There are a number of potential reasons why the sediment quality triad and the response of laboratory-cultured invertebrates did not identify a clear relationship between agricultural intensity and sediment quality. There is the potential that the gradient of intensity of agricultural land use in the upstream catchments of the chosen sites was not great enough to allow for the identification of variables that would explain the differences in response of the laboratory-cultured invertebrates. The agricultural land use in the upstream catchment across the sites where sediment was sampled ranged from 62.43 to 84.68% (Table 4). The variation in response of T. tubifex reproduction and Hexagenia spp. mortality across the sites that were sampled would indicate that variation in sediment quality across the sites was present (Figs. 2, 3, and 4). However, the magnitude of responses in T. tubifex and Hexagenia spp. among the sites did not correspond with agricultural intensity in the catchment. The inclusion of sites with absent or low agricultural land use in the catchment may have resulted in a consistent lack of adverse effects in laboratory-cultured invertebrates exposed to sediments from these sites. For example, Cuffney et al. (2000) observed a significant decline in biological indicators of stream health (fish, invertebrate, and algal indices) with increasing intensity of agriculture and observed a threshold response for invertebrate and algal communities. Invertebrate and algal communities exhibited rapid decline with a small increase in agricultural intensity, but the communities’ condition index changed very little once moderate to high levels of agricultural intensity were present (Cuffney et al. 2000). This illustrates the ability of a larger gradient of agricultural land use to allow for a clearer characterization of the relationship between agricultural intensity and sediment quality. The challenge with incorporating sites with lower percentages of agricultural land use in this study is that these types of sites are very difficult to locate in southwestern Ontario, where approximately 85% of the land use is related to agriculture (OMAFRA 2016).

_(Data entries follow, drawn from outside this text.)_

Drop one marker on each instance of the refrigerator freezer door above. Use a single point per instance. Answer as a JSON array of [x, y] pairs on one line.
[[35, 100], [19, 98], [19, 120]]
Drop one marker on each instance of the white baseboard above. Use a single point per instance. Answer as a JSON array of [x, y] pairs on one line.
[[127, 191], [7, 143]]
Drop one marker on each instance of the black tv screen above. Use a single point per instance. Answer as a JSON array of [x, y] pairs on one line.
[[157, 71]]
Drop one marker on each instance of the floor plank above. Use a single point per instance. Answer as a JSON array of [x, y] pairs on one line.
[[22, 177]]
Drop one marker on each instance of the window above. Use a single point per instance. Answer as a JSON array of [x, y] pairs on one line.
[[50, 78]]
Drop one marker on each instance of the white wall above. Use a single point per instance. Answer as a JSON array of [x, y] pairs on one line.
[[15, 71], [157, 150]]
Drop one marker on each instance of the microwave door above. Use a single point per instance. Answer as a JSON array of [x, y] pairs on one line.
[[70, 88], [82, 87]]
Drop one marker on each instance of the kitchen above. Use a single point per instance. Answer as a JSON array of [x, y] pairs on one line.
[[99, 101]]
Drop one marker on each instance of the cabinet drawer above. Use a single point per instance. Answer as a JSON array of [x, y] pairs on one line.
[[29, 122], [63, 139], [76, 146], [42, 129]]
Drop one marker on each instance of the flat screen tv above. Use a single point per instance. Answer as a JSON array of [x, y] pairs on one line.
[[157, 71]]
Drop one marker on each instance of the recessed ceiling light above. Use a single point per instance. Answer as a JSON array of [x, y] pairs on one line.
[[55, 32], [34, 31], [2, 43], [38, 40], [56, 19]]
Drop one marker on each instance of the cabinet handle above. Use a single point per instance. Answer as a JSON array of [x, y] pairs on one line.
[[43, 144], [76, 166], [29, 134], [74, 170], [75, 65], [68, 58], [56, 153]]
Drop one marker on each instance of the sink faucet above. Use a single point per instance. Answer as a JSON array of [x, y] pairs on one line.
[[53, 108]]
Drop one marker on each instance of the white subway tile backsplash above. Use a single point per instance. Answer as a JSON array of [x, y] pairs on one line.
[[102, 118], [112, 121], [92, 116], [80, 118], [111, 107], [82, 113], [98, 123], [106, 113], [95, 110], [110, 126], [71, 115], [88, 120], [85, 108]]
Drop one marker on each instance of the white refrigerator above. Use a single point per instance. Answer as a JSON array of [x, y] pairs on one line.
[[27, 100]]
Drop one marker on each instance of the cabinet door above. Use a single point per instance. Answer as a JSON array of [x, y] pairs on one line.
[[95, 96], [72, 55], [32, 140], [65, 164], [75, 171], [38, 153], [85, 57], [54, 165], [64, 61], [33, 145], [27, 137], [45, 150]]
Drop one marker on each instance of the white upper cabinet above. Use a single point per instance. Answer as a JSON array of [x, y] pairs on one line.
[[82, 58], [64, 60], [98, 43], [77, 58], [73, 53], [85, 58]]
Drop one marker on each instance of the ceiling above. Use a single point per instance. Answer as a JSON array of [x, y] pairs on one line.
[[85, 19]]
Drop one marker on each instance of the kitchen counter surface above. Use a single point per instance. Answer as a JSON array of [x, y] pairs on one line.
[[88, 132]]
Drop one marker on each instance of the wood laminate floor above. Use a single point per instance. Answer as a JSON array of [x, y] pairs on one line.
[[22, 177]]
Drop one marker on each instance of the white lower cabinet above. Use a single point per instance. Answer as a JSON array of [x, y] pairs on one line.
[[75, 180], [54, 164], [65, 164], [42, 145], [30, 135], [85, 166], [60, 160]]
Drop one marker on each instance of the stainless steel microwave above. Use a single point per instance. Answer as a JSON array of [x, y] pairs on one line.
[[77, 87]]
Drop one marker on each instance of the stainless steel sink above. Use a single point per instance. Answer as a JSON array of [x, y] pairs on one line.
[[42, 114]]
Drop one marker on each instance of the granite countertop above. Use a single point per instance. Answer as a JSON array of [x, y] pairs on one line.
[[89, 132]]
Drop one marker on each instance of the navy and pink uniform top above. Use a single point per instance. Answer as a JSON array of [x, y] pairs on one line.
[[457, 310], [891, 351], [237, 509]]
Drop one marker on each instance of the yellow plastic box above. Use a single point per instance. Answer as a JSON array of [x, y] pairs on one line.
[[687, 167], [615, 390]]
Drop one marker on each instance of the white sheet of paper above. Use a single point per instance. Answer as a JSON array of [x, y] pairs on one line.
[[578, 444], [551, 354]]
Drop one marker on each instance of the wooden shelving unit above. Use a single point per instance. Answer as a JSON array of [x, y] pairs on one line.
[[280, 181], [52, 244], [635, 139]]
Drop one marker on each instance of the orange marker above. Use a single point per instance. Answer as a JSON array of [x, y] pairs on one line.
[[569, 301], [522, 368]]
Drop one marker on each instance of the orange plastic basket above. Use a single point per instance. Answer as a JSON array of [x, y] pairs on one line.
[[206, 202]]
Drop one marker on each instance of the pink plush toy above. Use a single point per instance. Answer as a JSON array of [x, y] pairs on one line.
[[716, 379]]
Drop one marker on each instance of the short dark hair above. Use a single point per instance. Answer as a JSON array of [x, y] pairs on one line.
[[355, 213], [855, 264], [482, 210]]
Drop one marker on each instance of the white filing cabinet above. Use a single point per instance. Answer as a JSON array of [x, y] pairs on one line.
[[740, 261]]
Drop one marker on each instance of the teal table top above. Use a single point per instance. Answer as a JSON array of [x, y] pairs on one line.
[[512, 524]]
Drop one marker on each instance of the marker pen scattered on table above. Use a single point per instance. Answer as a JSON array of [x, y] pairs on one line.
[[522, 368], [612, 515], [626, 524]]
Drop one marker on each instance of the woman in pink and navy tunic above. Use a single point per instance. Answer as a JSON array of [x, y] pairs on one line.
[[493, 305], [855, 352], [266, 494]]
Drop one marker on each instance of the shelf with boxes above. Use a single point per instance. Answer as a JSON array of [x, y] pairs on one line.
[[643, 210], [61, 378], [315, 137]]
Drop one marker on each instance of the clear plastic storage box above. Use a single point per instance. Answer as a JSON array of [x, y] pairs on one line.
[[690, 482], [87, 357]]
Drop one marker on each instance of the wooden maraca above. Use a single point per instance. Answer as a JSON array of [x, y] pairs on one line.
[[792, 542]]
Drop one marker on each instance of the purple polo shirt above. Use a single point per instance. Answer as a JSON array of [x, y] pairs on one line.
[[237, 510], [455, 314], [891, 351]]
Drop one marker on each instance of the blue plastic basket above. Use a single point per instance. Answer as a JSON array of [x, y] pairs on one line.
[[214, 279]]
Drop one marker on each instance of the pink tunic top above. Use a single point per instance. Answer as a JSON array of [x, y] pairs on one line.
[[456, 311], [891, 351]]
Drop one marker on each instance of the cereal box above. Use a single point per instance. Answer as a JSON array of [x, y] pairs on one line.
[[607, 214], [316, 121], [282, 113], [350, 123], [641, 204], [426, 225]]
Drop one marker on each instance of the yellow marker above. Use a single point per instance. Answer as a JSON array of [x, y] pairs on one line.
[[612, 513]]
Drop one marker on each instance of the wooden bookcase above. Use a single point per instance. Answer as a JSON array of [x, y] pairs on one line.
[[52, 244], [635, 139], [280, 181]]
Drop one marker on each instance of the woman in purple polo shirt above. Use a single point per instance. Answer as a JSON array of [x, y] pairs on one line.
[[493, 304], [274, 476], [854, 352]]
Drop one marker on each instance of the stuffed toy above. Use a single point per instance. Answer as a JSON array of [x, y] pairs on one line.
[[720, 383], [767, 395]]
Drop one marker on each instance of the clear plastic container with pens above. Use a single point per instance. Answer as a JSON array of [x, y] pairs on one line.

It is also possible that the sediment quality triad does not incorporate environmental factors that explain the variation in sediment quality in an agroecosystem. For example, Virbickas et al. (2011) found that riverbed morphology and riparian vegetation were the environmental variables that best described the differentiation among macroinvertebrate communities at different stream sites. Richards et al. (1993) observed that substrate characteristics, instream cover, channel morphology, riparian zone and stream bank condition, riffle/run quality, and pool quality played an important role for stream macroinvertebrate communities in agricultural catchments. These physical characteristics of the stream are often not considered in the sediment quality triad approach, which may explain the outcome of our study.

4 Conclusions

The sediment quality triad approach did not identify a relationship between sediment quality and intensity of agriculture across stream sites. This result may be due to the triad needing a larger gradient of disturbance as a product of agricultural intensity before it can identify a significant effect on sediment quality. It is also important to consider that the sediment quality triad approach does not incorporate physical characteristics of the stream, which may be an important predictor variable for sediment quality and invertebrate community health. Additionally, measured abiotic variables were only significantly related to the biological endpoints of Hexagenia spp. This finding is likely due to the fact that this species is the least tolerant and most sensitive to changes away from an optimum, and thus, we were able to detect a significant relationship.